Where is the line? When is an interruption OK and when is it rude? Are we more accepting of rudeness as a necessary norm? Our increasing ability to communicate in 90 different directions at once is powerful. After all, we are getting more done, living healthier, adding more meaningful relationships, and feeling more fulfilled—oh wait. That’s not what the science says. At all. Power is a funny thing. Something that’s so helpful yet a wolf in sheep’s clothing.

Technoference is a word Merriam-Webster says they’re watching, “if only this word had a sick beat instead of increasing relevance.” Yep. Feel ya, MW.

This unfolding path points to destruction on enough levels that it has grabbed the attention and efforts of neuroscientists, behavior specialists, psychologists, parents, teachers, employers, and yes—etiquette experts. Literally everyone has skin in this game. What’s the way to rein it in? Is there a simple solution?

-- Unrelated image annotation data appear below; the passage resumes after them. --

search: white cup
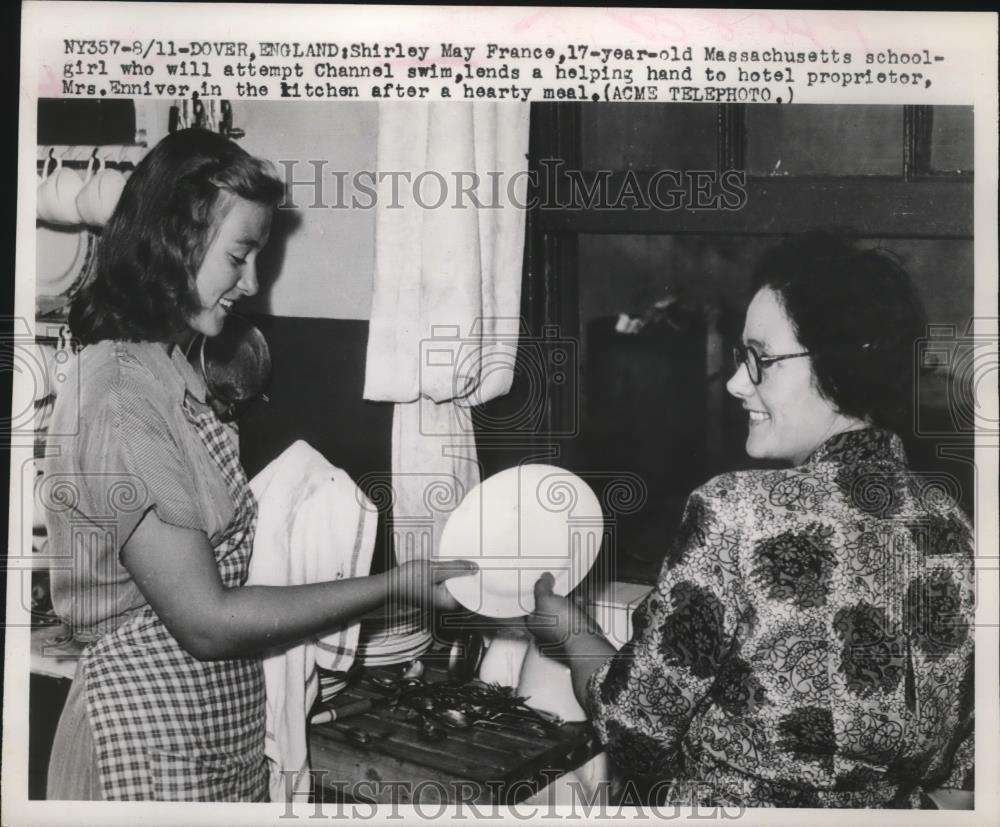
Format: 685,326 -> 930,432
38,158 -> 83,224
76,158 -> 125,227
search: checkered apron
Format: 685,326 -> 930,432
84,399 -> 268,801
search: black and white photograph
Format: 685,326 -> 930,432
3,3 -> 1000,824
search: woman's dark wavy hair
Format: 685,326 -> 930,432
69,129 -> 284,344
753,231 -> 926,434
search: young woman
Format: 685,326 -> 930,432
47,129 -> 473,801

For the love, please don’t take away my phone!

Thankfully, loads of research has been happening for long enough that we have some good data with consistent results. You might be surprised at the revelation. Boundaries: good. Reactiveness: bad. See? That wasn’t so hard to understand. To make it even easier, I’m giving you four guidelines to learn and live by. They are rooted in the science of living well. Let’s break it down into real-life situations.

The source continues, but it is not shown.